İnsanların olaylar karşısındaki tepkileri onları halletmek için gösterdikleri çabalar kendi karakterleri ve birikimleri ile sınırlıdır. Herkes bildiğince yaşar hayatı. O yüzden herkesin hayat hikayesi de kendine hastır.

Özgecan Aslan’ın annesi, kızımı keşke kurşunla öldürselerdi kim bilir ne kadar çok acı çekmiştir demiş. Babası kızının üzerine atılan toprağa bile isyan etmiş. Bu anne babanın acısı karşısında söylenecek sözlerinde dikkat seçilmesi gerektiğine inanıyorum. Aslında acının üstüne söylenecek söz yoktur. Bu kötü olayının ardından sarf edilen tüm sözlerde insanların olaya duyduğu öfkenin kendilerince ifade edilme tarzıdır. İşte bunda çok dikkatli olmak gerekir.
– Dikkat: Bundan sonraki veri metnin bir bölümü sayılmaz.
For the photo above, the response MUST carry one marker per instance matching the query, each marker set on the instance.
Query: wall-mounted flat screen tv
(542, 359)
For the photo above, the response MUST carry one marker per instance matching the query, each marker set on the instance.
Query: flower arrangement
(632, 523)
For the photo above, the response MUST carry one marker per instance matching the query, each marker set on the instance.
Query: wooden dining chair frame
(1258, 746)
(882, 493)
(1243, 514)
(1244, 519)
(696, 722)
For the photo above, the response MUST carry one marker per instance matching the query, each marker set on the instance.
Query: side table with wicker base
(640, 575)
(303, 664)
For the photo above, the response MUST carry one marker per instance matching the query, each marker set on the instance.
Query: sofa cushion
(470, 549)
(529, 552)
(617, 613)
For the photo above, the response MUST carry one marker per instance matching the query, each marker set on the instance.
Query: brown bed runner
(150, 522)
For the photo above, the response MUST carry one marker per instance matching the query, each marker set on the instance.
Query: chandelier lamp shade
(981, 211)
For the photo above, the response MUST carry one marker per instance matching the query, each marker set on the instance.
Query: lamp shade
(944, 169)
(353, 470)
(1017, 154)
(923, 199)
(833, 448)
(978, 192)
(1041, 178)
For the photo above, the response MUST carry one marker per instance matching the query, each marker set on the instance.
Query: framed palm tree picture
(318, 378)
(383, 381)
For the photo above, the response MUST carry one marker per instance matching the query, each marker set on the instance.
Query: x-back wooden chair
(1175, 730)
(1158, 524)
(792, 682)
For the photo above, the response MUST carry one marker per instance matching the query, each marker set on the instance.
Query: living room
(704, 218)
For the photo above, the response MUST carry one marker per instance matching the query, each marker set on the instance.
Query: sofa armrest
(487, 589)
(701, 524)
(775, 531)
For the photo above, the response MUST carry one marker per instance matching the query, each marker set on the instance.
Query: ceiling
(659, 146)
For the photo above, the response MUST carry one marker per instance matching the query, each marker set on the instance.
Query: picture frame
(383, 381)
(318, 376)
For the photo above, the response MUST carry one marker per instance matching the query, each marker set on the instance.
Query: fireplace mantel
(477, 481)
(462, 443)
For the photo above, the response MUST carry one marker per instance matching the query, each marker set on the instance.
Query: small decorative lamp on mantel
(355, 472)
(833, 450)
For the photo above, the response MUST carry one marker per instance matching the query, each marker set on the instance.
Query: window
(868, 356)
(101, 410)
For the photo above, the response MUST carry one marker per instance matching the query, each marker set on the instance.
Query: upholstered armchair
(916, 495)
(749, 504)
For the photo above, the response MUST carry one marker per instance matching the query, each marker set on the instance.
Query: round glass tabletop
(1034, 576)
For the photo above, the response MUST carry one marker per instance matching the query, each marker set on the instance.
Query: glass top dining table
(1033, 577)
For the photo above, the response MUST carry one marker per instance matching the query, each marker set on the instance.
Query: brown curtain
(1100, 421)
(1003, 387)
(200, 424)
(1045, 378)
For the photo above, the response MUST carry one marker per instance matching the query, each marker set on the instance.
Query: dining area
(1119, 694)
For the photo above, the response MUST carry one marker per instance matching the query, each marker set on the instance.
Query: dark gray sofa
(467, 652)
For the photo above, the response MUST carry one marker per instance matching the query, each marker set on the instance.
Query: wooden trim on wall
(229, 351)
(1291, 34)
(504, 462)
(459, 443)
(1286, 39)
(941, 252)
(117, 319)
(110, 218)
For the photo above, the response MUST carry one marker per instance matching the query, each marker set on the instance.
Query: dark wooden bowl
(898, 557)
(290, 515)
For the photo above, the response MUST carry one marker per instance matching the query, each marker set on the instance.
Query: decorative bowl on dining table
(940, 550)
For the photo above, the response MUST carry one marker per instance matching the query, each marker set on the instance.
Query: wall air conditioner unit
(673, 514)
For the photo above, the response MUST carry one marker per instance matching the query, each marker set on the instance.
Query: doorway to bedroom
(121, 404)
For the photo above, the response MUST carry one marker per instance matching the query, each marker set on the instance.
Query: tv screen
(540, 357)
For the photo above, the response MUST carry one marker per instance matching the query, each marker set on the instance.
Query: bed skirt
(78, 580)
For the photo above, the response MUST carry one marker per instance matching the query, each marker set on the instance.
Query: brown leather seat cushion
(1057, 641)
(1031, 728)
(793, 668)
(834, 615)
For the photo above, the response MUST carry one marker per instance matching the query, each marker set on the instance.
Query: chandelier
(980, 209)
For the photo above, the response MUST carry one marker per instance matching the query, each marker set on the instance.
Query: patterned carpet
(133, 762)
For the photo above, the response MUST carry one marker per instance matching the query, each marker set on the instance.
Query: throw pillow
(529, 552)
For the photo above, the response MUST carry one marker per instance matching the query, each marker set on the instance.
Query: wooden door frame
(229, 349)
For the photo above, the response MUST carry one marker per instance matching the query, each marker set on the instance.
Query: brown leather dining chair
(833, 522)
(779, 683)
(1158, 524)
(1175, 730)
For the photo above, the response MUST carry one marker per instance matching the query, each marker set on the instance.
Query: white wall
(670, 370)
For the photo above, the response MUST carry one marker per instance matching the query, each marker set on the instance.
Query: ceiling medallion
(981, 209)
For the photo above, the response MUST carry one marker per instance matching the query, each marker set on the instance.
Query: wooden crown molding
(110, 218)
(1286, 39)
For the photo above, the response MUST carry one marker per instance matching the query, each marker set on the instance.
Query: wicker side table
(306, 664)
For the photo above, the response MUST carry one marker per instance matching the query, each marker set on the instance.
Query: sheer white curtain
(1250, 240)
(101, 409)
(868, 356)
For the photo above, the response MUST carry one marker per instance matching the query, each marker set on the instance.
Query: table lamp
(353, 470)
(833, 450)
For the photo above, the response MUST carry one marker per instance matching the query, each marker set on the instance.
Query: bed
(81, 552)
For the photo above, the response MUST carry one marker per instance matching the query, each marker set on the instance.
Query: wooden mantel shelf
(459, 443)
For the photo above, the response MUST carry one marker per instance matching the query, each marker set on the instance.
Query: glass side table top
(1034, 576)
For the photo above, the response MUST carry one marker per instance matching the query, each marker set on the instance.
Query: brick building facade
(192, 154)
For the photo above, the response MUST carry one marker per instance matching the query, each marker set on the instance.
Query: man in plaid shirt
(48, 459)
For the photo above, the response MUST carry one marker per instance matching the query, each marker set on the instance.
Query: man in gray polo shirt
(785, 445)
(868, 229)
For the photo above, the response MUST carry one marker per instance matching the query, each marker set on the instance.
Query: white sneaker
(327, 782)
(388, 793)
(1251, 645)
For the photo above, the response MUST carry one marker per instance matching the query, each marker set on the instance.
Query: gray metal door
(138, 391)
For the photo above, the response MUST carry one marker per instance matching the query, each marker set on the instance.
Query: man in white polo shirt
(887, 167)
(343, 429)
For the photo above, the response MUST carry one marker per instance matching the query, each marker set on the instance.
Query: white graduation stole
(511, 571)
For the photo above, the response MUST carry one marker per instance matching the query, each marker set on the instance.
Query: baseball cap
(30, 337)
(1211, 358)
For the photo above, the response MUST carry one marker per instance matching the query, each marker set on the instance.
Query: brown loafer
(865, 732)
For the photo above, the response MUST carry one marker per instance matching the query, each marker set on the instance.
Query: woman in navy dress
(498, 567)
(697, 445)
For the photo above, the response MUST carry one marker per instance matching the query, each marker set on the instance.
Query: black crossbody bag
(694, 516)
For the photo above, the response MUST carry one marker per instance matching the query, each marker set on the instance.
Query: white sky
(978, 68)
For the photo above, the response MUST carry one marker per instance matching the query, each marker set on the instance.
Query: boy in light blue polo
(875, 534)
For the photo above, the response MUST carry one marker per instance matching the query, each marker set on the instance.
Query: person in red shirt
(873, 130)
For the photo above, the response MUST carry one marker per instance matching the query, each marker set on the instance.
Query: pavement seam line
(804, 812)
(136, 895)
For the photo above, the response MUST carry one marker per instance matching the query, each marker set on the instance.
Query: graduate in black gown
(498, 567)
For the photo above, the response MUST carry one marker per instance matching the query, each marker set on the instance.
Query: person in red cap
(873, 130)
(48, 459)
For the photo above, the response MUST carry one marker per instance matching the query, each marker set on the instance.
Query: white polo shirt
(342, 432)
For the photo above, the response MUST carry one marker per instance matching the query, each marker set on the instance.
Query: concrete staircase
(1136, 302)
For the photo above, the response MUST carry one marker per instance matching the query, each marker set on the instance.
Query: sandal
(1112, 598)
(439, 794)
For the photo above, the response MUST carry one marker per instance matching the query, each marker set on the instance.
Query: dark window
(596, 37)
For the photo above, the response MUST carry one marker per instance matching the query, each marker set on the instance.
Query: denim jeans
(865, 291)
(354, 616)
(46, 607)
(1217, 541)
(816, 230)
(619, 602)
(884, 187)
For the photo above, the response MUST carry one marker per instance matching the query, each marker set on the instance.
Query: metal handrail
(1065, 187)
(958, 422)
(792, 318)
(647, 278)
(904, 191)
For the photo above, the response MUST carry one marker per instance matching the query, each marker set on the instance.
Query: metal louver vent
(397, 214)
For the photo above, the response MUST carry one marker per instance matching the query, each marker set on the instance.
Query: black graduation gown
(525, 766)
Dün gece Yer altı Edebiyatı üzerine açılmış bir sosyal medya sayfasında genç bir adam, kadınlar neden bütün erkekleri aynı kefeye koyup tecavüzcüler üzerinden hepimize küfrediyor, gece bizimle sevişip sabah feminist kesiliyorlar diye isyan etmiş. Birisi arkadaşlar sabah kalkıp kendinize evlenecek bir kız bulun ve onu böyle felaketlerden kurtarın demiş. Bunların bir edebiyat sayfasındaki eleştiriler olması benim daha çok dikkati çekti. Bu sayfaya üye olan genç adamların feminizmin frijit kadınlardan oluştuğunu düşünmesi, köyünden hiç çıkmamış adamdan daha kadınlar hakkında daha zır cahil olup bir tanesiyle evlenip onun hayatını kurtarmayı şaka da olsa dile getirmesi çok tiksindirici bir durumdu üstelik kendi cinsel organlarıyla süsledikleri cümlelerin de edebiyat sayfasındaki duruşu tüyler ürperticiydi.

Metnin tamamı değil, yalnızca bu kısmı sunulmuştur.